Our friend Lacey had a coffee table that she wanted us to redo.  She had already given the table a makeover with chalk paint and it looked great.  Unfortunately, it had water damage on the top which caused the wood to bubble up and the table actually had a mold spot underneath.  She liked the way our rustic coffee table looked like, so we created a similar design for her!

Here, you can see the water damage to the original table top.  We were excited to get started making a new top for the table!

First, we went shopping at Lowe’s to pick out the wood she wanted to use.  Lacey was very involved in the project from the beginning to the end and it was fun to share our favorite hobby with one of our very best friends!

Then we got straight to work! We measured the wood, cut it to size and Adam sanded each plank down.

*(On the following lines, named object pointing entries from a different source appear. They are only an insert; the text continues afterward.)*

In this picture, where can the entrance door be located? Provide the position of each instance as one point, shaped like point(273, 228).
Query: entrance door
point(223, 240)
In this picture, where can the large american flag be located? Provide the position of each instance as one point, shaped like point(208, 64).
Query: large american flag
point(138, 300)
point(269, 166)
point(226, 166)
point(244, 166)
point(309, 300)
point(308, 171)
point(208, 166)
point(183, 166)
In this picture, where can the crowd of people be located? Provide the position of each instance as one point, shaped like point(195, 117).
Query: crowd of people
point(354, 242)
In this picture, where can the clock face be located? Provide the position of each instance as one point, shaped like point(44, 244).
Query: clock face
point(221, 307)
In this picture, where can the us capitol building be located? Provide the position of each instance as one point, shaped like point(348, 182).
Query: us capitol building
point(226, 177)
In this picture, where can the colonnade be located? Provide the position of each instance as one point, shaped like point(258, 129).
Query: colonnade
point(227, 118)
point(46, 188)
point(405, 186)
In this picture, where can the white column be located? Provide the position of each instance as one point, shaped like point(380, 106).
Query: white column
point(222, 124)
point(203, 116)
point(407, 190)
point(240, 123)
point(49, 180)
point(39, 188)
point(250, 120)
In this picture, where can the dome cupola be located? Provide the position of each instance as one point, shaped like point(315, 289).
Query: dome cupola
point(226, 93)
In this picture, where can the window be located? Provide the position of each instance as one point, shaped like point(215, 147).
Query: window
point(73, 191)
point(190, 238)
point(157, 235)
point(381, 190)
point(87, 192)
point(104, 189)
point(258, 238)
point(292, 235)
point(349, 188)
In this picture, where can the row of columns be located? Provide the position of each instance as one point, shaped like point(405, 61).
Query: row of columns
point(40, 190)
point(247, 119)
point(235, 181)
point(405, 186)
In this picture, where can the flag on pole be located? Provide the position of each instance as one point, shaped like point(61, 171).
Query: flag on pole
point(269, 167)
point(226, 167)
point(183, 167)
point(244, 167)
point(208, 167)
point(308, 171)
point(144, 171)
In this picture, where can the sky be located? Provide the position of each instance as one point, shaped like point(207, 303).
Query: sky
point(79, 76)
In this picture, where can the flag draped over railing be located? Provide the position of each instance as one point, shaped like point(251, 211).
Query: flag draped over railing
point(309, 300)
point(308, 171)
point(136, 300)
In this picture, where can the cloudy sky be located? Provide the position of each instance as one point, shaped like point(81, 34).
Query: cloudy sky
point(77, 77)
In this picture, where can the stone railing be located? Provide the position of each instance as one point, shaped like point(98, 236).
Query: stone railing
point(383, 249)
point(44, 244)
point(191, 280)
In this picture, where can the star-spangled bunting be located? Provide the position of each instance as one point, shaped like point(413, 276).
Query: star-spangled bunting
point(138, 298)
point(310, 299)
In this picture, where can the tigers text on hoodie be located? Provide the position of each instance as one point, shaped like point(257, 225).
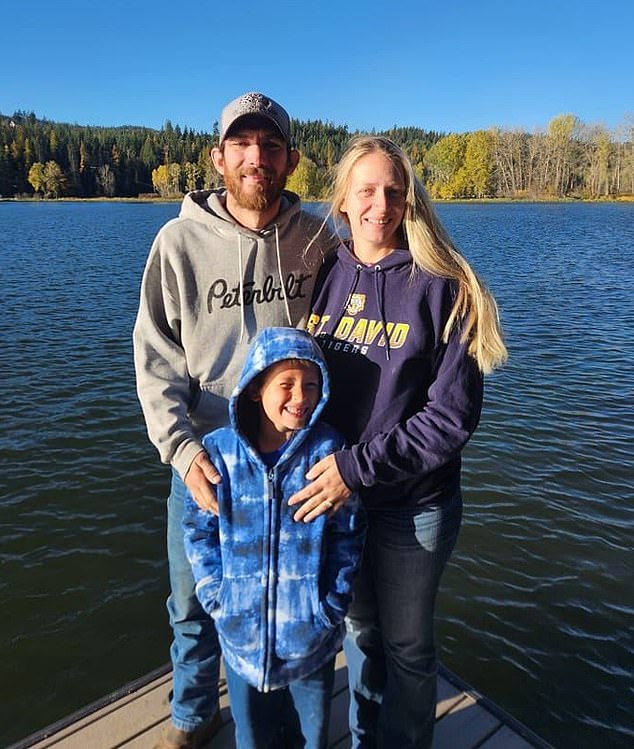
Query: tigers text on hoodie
point(278, 589)
point(209, 285)
point(406, 402)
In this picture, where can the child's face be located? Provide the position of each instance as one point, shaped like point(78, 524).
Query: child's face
point(289, 393)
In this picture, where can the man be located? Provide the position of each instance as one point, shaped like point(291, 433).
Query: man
point(233, 262)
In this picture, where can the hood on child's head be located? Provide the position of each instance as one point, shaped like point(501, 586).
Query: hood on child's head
point(272, 345)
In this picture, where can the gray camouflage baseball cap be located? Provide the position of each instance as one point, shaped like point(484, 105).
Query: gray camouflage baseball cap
point(259, 105)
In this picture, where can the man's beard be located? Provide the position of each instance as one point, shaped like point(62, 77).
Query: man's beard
point(258, 197)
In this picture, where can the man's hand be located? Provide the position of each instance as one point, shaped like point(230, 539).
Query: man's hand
point(200, 478)
point(326, 492)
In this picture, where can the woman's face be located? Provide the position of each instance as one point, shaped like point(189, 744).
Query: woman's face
point(374, 205)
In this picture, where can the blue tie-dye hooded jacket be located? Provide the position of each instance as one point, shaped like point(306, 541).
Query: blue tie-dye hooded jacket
point(277, 589)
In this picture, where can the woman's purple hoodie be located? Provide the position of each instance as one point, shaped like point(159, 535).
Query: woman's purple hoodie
point(405, 401)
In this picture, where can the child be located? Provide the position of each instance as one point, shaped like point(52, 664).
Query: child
point(277, 589)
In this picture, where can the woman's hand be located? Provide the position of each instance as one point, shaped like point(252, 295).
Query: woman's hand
point(327, 491)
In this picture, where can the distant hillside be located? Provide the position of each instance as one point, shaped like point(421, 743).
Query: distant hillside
point(568, 159)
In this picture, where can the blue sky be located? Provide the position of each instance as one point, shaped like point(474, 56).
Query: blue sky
point(445, 65)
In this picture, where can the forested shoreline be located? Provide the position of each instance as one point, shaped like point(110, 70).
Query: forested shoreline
point(567, 159)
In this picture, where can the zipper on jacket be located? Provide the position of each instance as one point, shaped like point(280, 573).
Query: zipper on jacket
point(268, 605)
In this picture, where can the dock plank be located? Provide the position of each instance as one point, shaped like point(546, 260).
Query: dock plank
point(134, 717)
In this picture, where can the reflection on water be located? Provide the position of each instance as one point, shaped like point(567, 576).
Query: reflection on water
point(536, 608)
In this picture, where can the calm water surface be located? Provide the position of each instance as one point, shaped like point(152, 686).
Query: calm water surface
point(536, 609)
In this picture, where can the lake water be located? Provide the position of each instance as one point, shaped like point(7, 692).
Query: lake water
point(536, 609)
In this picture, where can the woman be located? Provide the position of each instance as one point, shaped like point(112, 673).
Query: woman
point(408, 330)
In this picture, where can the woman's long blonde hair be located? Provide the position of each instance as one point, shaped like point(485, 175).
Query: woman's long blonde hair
point(474, 309)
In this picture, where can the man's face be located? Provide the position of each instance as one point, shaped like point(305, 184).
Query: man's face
point(255, 162)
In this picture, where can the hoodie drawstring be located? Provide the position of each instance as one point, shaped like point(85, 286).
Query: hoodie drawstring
point(378, 290)
point(242, 321)
point(347, 298)
point(282, 281)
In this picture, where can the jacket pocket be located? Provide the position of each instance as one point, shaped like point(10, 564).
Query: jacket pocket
point(302, 622)
point(237, 614)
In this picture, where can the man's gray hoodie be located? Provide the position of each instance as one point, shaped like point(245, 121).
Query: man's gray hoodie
point(209, 285)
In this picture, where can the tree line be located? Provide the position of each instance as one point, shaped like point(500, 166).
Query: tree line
point(567, 159)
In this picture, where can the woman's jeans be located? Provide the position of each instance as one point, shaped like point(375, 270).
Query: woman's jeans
point(295, 717)
point(389, 645)
point(195, 651)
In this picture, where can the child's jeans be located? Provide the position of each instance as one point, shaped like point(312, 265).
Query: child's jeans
point(293, 717)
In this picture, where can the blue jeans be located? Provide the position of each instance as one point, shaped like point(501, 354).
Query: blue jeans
point(389, 645)
point(295, 717)
point(195, 651)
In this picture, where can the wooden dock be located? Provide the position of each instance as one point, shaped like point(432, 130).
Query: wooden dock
point(133, 717)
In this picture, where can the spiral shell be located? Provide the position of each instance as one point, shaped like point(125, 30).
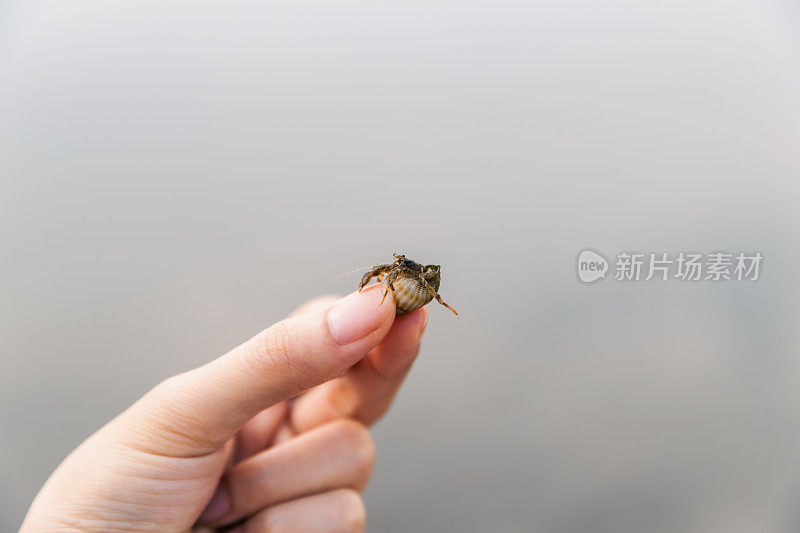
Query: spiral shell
point(410, 294)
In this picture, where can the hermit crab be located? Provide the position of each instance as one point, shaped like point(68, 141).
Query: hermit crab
point(412, 284)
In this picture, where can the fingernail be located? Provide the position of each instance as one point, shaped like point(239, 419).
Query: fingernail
point(356, 315)
point(217, 507)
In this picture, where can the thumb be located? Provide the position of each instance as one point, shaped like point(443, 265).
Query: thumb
point(196, 412)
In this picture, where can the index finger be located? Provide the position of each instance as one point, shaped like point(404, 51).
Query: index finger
point(368, 388)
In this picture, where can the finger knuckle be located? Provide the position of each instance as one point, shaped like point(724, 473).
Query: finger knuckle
point(351, 510)
point(275, 351)
point(359, 444)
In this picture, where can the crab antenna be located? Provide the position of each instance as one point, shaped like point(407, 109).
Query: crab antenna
point(343, 274)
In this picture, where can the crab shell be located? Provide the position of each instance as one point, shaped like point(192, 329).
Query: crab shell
point(411, 294)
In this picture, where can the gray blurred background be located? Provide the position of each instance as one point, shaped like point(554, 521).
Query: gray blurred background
point(175, 176)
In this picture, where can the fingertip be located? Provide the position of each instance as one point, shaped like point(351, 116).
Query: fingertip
point(358, 315)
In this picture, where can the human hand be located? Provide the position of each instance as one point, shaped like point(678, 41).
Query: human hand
point(223, 440)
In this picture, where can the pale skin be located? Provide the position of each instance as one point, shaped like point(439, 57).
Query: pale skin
point(222, 445)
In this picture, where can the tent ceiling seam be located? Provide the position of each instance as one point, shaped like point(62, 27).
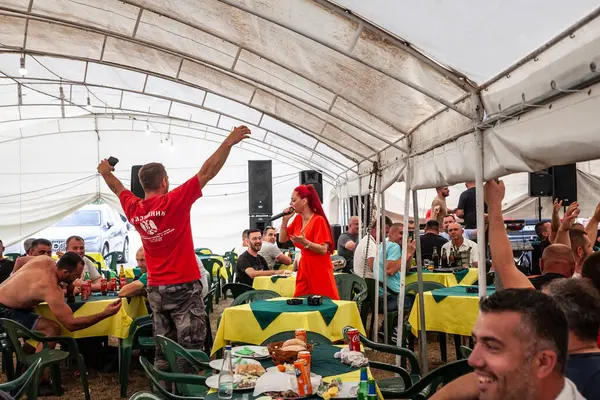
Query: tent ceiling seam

(Please ignore the pinkish alien hand. How embarrassing.)

Lacey wanted a slightly rustic look to the table, so Adam chiseled small pieces out of the sides of the planks and then sanded those down by hands to create a rustic, weathered look.

After that, Lacey and I stained each plank.  Lacey chose Kona (by Rust-Oleum) for the stain color after we tested out a few different stains on a scrap piece of wood.  We tested keeping the stains on for different lengths of time and decided that we liked how Kona looked after soaking into the wood for 5 minutes before being wiped off.

Lacey was a pro at staining!

While we were staining, Adam was removing the old table top from the base of the table.  Since Lacey had already painted the base, we didn’t have to do anything to it!  We knew the white chalk paint would look great in contrast with the dark stained wood.

After the wood was dry, it was time to put the table together!  First we laid out the planks and made our measurements to make sure the base was placed in the right spot before we connected it to the table top.  We find that it is easiest to place the base exactly where it needs to go and then to trace along the sides of it so the correct spot is marked on the top.  That way, if the base moves out of place while you are drilling it to the top, you’ll have a  mark to show exactly where it should be.

Since we were creating a table top out of three separate planks, we needed to add supports to hold them together.  We used scrap pieces of wood laid perpendicularly to the planks and nailed them in to hold everything together.

While Adam nailed the supports to the table top, Lacey and I acted as human clamps to hold the 3 planks as tightly together as possible!

After that, Lacey helped Adam drill the table top to the base using brackets and screws.

After it was put back together, it was time to apply poly!

Once that dried, we were done!  This project only took a day and we had lots of fun completing it with Lacey!